The story:
I didn’t plan to find that moment – those are always the best ones, aren’t they? Just before dusk, somewhere along the forgotten edges of the Mediterranean, I stumbled upon it. An ancient tangle of tree roots, gnarled and bare, lying upside down in the still, shallow waters like the skeletal remains of some sunken creature. The sea was barely breathing. I had set up my camera for a long exposure, craving stillness, not knowing how much silence I was about to capture. The water stretched out like silk, smoothed by time and tide, the mist clinging to the air as if the moon had exhaled and refused to inhale again.
That fullmoon, blurred, and veiled in mist – hung low and ghostly, like a secret watcher. It didn’t shine so much as glow from within, diffused by the thick marine haze. It gave everything a dreamlike hush, that strange pause where the world doesn’t move but feels alive in some other way. The roots were what held me. Twisted, weathered wood reaching out like fingers, as if the tree had been pulled from the earth and turned inside out. I imagined it once stood tall, proud on some forested hillside. Now, flipped and cast into saltwater, it had become something else entirely – an artwork born of erosion, of storms and surrender.

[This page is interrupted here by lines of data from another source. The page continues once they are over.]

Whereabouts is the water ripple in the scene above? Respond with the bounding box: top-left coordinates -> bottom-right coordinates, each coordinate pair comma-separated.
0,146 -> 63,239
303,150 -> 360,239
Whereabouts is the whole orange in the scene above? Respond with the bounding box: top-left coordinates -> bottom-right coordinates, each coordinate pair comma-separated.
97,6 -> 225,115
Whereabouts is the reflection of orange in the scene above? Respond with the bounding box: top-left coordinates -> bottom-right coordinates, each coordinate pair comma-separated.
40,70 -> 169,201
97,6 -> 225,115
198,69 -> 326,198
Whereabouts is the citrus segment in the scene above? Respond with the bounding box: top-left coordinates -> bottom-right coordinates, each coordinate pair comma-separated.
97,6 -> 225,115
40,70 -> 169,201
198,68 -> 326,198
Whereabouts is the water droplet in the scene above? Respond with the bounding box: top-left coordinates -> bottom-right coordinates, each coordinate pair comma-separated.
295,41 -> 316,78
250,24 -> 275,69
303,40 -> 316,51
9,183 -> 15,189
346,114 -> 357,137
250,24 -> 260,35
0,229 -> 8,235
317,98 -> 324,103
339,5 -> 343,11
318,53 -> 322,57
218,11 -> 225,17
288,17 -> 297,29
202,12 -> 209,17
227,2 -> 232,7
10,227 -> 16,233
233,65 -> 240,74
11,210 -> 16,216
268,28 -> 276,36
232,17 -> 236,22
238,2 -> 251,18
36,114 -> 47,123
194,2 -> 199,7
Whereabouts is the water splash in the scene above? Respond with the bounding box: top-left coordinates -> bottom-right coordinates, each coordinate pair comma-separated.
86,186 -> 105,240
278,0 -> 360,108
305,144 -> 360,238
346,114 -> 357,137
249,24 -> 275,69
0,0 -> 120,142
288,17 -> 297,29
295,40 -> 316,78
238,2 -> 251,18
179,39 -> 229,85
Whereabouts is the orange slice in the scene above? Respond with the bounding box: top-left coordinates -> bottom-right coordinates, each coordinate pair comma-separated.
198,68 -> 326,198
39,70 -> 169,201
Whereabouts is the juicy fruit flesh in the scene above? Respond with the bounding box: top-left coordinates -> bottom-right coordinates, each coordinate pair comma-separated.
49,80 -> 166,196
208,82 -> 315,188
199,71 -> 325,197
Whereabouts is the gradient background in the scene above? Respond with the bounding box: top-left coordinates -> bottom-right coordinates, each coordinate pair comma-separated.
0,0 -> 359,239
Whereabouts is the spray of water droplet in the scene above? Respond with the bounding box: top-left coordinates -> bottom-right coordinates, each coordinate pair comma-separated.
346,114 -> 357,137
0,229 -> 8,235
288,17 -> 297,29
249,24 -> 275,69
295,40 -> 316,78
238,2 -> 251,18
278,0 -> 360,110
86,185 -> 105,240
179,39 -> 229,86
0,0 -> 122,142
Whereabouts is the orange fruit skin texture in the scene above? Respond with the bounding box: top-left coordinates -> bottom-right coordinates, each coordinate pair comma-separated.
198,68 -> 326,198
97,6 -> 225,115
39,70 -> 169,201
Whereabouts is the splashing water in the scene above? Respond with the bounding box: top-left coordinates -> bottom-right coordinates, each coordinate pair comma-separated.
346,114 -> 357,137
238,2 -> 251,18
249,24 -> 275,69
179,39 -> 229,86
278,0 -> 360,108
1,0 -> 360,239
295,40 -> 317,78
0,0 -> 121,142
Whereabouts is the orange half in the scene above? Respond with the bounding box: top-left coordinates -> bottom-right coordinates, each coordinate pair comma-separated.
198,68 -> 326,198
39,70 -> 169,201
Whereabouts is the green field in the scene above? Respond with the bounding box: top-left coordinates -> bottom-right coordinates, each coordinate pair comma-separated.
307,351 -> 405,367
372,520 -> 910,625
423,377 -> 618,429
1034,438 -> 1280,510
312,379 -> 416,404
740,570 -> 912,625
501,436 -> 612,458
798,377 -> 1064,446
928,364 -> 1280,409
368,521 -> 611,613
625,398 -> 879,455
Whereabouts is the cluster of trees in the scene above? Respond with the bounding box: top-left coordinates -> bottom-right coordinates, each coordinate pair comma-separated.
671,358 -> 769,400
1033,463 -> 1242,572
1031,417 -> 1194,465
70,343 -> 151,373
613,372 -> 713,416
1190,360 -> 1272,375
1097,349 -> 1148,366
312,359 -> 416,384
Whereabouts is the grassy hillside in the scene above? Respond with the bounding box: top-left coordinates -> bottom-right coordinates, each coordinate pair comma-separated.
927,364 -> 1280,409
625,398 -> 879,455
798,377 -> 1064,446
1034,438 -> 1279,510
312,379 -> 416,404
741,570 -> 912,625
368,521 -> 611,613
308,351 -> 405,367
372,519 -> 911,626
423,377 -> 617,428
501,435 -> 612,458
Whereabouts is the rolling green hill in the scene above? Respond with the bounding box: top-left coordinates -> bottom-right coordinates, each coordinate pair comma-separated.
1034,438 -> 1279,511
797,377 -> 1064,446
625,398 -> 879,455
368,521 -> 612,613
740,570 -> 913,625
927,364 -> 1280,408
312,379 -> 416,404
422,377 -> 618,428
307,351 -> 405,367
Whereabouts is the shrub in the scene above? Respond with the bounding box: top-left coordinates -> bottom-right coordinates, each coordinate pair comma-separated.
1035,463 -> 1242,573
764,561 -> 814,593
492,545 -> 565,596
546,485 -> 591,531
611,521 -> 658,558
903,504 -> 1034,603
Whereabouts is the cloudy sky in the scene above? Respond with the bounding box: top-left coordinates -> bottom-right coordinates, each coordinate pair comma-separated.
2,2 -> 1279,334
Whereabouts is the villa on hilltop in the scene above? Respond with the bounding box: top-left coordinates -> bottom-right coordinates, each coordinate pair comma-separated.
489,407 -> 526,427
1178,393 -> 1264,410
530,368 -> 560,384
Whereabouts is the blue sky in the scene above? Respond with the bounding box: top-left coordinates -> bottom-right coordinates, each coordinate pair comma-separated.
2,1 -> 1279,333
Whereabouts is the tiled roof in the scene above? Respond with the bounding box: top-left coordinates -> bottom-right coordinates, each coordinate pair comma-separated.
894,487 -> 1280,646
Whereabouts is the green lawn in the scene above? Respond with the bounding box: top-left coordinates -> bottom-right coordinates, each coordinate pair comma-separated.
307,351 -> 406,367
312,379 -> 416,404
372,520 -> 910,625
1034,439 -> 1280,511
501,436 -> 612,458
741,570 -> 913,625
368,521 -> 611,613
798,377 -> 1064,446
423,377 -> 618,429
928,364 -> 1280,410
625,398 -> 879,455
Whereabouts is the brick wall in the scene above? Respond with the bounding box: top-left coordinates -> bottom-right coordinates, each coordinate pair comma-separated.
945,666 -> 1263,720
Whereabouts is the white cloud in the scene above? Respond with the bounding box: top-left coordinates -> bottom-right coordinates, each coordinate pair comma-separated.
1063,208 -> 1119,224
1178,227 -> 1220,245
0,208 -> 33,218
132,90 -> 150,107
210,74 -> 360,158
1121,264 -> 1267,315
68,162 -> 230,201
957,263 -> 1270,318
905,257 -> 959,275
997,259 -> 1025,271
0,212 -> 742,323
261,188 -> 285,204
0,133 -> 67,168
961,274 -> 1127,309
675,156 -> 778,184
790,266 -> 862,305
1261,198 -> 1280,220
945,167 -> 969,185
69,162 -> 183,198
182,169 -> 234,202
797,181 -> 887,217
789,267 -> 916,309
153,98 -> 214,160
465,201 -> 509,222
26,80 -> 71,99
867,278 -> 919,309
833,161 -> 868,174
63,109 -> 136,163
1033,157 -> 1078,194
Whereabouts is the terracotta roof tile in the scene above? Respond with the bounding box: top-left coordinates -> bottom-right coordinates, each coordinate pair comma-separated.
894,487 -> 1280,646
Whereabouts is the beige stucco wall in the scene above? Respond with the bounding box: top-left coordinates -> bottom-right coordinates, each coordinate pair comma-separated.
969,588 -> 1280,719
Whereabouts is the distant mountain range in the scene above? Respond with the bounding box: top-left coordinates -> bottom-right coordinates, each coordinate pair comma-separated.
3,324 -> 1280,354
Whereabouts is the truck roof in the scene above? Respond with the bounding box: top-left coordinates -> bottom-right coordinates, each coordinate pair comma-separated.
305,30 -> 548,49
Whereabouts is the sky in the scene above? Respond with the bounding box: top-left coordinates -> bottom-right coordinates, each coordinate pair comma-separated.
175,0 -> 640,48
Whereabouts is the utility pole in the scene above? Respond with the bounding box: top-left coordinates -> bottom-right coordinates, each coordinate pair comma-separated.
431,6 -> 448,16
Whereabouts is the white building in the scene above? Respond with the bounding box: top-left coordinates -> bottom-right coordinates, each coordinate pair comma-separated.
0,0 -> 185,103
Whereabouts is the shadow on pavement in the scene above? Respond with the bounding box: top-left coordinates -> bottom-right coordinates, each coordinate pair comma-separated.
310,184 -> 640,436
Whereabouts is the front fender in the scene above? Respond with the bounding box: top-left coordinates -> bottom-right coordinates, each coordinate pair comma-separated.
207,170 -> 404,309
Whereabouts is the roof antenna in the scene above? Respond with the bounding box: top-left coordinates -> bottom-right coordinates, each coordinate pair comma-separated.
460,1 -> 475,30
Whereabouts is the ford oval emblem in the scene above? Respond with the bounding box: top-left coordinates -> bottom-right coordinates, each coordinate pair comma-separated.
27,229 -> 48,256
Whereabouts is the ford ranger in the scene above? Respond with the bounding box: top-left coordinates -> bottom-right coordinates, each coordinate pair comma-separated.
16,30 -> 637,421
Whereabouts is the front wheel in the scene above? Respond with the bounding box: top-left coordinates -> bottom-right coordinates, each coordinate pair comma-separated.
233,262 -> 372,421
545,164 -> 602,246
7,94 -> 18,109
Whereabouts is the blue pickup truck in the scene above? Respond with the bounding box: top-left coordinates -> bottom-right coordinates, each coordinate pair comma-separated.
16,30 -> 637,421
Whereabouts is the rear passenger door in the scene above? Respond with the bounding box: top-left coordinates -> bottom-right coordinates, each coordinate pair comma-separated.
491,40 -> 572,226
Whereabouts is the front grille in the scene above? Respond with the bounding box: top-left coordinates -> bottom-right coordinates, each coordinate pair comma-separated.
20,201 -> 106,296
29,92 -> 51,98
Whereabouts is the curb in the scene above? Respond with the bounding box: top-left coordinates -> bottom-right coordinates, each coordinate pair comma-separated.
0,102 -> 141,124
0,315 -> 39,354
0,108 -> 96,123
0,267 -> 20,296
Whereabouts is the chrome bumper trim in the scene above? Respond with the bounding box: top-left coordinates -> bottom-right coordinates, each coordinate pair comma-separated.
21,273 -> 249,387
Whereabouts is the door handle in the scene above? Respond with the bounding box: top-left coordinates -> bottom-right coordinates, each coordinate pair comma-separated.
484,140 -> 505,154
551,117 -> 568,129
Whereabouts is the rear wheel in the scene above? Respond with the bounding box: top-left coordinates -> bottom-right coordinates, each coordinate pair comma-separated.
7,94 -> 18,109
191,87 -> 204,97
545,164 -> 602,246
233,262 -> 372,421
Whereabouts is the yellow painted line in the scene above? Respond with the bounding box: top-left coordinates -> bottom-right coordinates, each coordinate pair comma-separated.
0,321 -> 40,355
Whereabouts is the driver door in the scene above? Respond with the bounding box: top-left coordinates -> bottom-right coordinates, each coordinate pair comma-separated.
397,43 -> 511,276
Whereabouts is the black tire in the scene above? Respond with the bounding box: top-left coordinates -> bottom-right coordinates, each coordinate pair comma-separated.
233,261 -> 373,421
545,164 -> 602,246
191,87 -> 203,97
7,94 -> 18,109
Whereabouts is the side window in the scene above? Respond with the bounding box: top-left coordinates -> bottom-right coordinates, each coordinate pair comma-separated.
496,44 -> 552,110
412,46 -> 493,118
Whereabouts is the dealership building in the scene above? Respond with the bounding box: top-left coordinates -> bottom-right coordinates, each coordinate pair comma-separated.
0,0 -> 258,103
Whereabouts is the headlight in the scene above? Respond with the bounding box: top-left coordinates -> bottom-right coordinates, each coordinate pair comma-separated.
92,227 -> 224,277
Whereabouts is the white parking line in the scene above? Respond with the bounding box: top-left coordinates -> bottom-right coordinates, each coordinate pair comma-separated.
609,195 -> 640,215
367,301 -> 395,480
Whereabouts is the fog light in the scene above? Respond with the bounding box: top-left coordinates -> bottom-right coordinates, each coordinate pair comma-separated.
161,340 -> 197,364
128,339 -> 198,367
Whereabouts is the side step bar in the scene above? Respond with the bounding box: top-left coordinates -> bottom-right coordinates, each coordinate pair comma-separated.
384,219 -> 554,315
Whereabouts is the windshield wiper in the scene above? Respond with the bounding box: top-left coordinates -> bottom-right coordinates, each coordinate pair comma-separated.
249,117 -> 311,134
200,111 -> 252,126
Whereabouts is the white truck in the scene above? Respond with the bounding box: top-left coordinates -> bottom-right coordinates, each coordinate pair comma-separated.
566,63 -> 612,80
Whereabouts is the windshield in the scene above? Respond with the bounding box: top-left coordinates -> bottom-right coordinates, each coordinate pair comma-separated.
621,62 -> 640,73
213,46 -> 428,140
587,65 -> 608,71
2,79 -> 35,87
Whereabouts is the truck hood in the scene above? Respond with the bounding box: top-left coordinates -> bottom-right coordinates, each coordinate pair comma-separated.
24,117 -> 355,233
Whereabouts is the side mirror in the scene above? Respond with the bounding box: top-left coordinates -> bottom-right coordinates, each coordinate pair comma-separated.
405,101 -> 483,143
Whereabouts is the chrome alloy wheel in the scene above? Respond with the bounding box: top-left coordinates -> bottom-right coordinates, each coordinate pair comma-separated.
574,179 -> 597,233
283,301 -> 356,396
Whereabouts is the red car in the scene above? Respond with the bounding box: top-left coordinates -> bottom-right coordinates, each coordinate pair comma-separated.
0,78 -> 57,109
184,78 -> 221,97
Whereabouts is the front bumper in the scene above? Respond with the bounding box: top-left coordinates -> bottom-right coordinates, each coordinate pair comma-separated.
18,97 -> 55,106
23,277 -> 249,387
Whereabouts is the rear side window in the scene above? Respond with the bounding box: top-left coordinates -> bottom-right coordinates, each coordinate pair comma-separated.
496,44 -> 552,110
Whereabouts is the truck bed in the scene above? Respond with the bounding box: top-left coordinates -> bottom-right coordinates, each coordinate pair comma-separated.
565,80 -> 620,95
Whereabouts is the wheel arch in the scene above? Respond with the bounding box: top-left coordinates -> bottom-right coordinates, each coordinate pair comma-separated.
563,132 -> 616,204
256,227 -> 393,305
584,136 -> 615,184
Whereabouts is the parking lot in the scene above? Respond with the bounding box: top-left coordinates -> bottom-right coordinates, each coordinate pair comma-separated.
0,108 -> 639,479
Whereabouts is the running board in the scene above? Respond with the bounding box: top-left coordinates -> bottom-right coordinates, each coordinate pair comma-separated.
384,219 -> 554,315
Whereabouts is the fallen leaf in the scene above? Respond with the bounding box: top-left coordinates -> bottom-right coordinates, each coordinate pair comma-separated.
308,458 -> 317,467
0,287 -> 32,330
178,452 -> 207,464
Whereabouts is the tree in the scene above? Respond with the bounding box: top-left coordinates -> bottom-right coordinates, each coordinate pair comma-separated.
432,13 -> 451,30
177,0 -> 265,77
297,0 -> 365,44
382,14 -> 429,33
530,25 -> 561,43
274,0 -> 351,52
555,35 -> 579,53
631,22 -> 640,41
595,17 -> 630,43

I crouched there in the damp sand, watching the exposure tick down, seconds turning into soft eternity. The long shutter caught it all: the moon’s faint halo, the mist blurring the horizon into oblivion, the surreal quiet of the sea swallowing time. And those roots, defiant in their decay – looked as though they belonged there, half dream, half memory. It wasn’t just a photograph. It was a portrait of what remains when the world forgets, and nature starts to remember in her own language.
And I was just lucky enough to listen.